By Matt Fair
Law360, Philadelphia (October 5, 2017, 6:04 PM EDT) — A company claiming it lost out on a lucrative medical marijuana growing and processing permit after a rival failed to tell Pennsylvania regulators about a criminal probe it was facing agreed Wednesday to drop a lawsuit challenging the state’s decision in the bidding process.
BrightStar Biomedics LLC, which has said it would have won the permit but for a Vireo Health LLC subsidiary’s disclosure failures, withdrew its Commonwealth Court lawsuit in lieu of what a spokesman said would be efforts to resolve its issues through administrative channels under the state’s new Medical Marijuana Act.
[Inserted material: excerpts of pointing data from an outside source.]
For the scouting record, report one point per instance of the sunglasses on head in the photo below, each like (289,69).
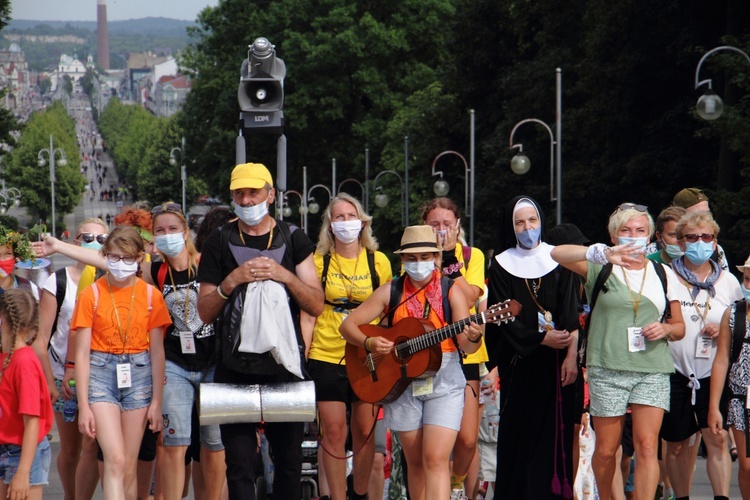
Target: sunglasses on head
(167,207)
(704,237)
(89,237)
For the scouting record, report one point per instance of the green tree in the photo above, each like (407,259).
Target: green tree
(23,171)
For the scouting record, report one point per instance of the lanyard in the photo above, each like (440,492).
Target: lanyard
(636,303)
(174,290)
(123,338)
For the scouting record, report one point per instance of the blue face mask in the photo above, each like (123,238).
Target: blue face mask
(530,238)
(419,271)
(674,251)
(170,244)
(699,252)
(94,244)
(638,243)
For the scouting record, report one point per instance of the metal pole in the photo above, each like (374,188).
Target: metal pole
(183,176)
(471,173)
(558,153)
(367,180)
(304,197)
(52,181)
(406,176)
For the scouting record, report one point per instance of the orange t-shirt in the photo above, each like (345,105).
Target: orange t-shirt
(447,345)
(105,334)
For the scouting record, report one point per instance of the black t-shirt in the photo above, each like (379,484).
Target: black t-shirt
(203,335)
(216,262)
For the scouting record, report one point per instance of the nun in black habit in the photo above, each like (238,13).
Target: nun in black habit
(536,359)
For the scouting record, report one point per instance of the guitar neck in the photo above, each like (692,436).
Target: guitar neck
(429,339)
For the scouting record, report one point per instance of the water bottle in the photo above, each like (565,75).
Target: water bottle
(70,406)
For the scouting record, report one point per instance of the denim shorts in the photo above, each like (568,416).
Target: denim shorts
(177,406)
(10,456)
(103,380)
(611,391)
(443,407)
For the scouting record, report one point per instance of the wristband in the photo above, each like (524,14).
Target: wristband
(597,254)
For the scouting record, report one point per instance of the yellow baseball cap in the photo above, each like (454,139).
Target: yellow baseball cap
(250,176)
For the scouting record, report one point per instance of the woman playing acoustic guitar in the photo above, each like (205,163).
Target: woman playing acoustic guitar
(427,415)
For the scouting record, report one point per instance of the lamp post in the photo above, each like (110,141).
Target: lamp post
(441,186)
(381,199)
(183,170)
(287,210)
(710,106)
(520,163)
(361,186)
(63,161)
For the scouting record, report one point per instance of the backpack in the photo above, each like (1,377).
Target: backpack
(227,326)
(599,285)
(373,276)
(61,278)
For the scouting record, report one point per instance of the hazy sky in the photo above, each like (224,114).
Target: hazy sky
(117,10)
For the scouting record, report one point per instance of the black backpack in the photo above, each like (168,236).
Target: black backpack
(227,326)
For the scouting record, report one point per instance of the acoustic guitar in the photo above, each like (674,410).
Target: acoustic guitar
(382,377)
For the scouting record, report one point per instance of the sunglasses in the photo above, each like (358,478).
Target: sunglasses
(167,207)
(704,237)
(90,237)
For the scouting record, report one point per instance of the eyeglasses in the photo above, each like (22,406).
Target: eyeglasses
(113,258)
(632,206)
(704,237)
(167,207)
(90,237)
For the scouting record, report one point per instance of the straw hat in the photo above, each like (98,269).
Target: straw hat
(746,266)
(418,239)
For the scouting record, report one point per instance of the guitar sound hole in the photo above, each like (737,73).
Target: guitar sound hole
(401,351)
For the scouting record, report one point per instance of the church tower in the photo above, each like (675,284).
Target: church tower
(102,38)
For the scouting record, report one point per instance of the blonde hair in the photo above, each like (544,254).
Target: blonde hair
(621,217)
(326,240)
(19,309)
(189,245)
(696,219)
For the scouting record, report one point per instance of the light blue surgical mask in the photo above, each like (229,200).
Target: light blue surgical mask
(638,243)
(674,251)
(699,252)
(252,215)
(530,238)
(170,244)
(94,244)
(419,271)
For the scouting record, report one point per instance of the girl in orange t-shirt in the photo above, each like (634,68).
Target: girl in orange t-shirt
(120,323)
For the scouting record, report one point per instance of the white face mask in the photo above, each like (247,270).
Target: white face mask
(346,231)
(419,271)
(252,215)
(121,271)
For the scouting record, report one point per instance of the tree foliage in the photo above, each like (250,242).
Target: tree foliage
(23,171)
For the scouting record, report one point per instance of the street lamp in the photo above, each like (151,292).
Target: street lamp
(183,170)
(63,161)
(381,199)
(520,163)
(441,186)
(361,186)
(710,106)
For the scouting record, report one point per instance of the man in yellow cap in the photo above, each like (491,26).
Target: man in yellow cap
(257,248)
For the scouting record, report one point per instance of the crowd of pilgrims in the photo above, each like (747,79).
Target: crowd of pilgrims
(640,341)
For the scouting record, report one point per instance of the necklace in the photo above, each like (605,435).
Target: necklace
(346,278)
(270,234)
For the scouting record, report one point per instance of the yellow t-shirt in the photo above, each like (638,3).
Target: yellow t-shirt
(474,275)
(348,281)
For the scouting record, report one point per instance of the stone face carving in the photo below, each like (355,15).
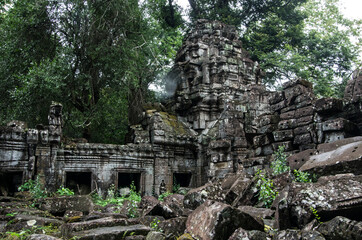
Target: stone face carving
(221,119)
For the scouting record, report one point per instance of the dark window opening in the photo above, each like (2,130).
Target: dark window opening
(182,179)
(10,182)
(126,179)
(79,182)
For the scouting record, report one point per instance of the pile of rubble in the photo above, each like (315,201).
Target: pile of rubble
(330,208)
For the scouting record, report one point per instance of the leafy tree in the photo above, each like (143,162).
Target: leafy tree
(88,55)
(305,38)
(323,54)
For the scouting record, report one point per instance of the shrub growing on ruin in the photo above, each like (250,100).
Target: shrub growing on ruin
(63,191)
(266,191)
(35,188)
(279,165)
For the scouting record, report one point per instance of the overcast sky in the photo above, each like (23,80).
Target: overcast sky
(350,8)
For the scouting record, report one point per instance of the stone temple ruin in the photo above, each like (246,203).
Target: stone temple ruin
(221,120)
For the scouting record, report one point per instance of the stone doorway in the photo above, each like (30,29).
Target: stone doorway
(125,180)
(182,179)
(10,182)
(79,182)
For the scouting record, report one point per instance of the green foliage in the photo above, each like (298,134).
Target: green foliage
(163,195)
(176,186)
(301,176)
(316,216)
(265,187)
(322,48)
(132,200)
(279,164)
(35,188)
(87,56)
(155,225)
(63,191)
(25,233)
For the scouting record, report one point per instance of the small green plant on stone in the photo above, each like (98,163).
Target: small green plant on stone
(35,188)
(316,216)
(302,176)
(175,186)
(155,225)
(132,209)
(63,191)
(134,198)
(279,165)
(265,186)
(111,192)
(163,195)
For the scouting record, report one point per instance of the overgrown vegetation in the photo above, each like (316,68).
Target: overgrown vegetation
(132,199)
(264,184)
(92,57)
(279,164)
(155,225)
(266,191)
(163,195)
(316,215)
(35,188)
(25,233)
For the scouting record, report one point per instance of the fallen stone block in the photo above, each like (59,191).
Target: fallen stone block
(59,205)
(241,233)
(284,135)
(173,227)
(344,159)
(155,236)
(298,235)
(329,105)
(196,197)
(287,124)
(112,233)
(295,161)
(331,196)
(42,237)
(338,125)
(69,228)
(215,220)
(340,228)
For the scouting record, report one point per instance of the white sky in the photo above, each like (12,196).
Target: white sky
(350,8)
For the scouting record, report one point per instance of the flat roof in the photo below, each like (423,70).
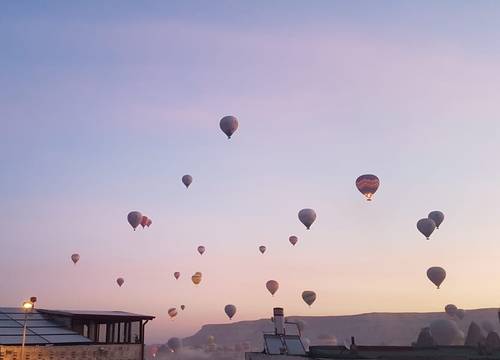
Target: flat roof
(40,329)
(110,316)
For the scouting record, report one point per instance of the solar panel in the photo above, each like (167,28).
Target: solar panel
(59,339)
(17,339)
(9,323)
(30,316)
(294,345)
(274,345)
(13,331)
(53,330)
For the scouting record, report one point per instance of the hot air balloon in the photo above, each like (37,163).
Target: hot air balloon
(437,217)
(172,312)
(307,217)
(174,344)
(272,286)
(75,258)
(436,275)
(229,124)
(367,185)
(450,309)
(187,180)
(426,226)
(196,278)
(134,219)
(309,297)
(230,310)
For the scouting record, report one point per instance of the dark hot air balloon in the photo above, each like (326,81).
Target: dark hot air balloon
(367,185)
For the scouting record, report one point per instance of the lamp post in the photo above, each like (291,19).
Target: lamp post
(27,306)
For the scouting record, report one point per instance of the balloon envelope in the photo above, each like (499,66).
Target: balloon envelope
(307,217)
(196,278)
(436,275)
(426,226)
(75,258)
(134,219)
(229,124)
(144,221)
(272,286)
(172,312)
(368,184)
(187,180)
(309,297)
(230,310)
(437,217)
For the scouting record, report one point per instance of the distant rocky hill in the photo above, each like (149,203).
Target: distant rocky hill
(368,329)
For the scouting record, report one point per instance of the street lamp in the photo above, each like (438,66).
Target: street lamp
(27,306)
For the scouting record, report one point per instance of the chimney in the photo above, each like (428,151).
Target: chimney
(279,321)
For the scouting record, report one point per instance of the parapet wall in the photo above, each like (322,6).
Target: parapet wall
(74,352)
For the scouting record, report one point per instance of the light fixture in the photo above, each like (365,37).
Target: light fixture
(27,305)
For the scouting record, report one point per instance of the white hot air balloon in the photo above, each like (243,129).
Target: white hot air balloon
(309,297)
(307,217)
(75,258)
(436,216)
(272,286)
(230,310)
(229,124)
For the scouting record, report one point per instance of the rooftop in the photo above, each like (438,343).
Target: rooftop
(54,327)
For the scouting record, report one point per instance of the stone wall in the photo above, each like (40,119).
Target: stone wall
(75,352)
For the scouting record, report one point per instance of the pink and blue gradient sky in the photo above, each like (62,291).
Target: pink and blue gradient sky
(104,106)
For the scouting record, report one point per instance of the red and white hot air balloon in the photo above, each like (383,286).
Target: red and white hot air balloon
(75,258)
(367,185)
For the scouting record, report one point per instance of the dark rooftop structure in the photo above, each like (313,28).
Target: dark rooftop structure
(55,327)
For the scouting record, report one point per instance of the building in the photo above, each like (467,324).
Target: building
(282,346)
(75,335)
“After discussions with counsel at the Department of Health, BrightStar decided to voluntarily withdraw its suit without prejudice and continue with the administrative appeal process,” said BrightStar spokesman Daniel Fee. “BrightStar continues to believe strongly in the merits of its position and looks forward to getting to the truth of what happened here.”
BrightStar had asked the Commonwealth Court last month to bar Vireo unit Pennsylvania Medical Solutions LLC from receiving the permit in light of the fact that officials with a company affiliate in Minnesota had been charged for diverting cannabis oil to another state, and that permits awarded to another affiliate in Maryland had been revoked.
PMS was one of two companies in Pennsylvania’s northeast region that the state’s Department of Health announced in June had been selected to receive coveted grower-processor permits under the state’s recently legalized medical marijuana program.
But BrightStar argued in its lawsuit that the score PMS received on its application to the department’s Office of Medical Marijuana was artificially inflated as a result of its failure to disclose the allegations of criminality its Minnesota affiliate faced.
While BrightStar has administratively appealed the OMM’s licensing decision, the company argued in its suit on Friday that the process was “illusory,” as the office had already made it clear in correspondence that it would not change its decision.
With its decision to withdraw its lawsuit on Wednesday, BrightStar signaled its commitment to go through with the administrative appeal before moving forward with any potential challenge in Commonwealth Court.
Vireo has cast the lawsuit as nothing more than sour grapes from a losing bidder.
“It is unfortunate, but not entirely unexpected, when a company turns to the courts after failing to win a medical cannabis license in a merit-based process,” the company said in a statement last month. “We participated in the process fully and transparently, just as we have in other states such as Minnesota and New York, where our licenses were recently renewed. We will not let matters like these distract us from our mission of providing medical cannabis products to patients suffering from life-threatening and debilitating conditions.”
In the meantime, the department is facing another Commonwealth Court challenge from Keystone ReLeaf LLC asking that licenses be revoked due to what the company claims was a “fundamentally flawed, secretive, inequitable, unconstitutional and illusory permitting process.”
That lawsuit remains pending and is scheduled for a hearing at the end of the month, according to court records.
BrightStar is represented by Mark Sheppard, Michael Witsch, Arianna Goodman and Ernest Holtzheimer of Montgomery McCracken Walker & Rhoads LLP.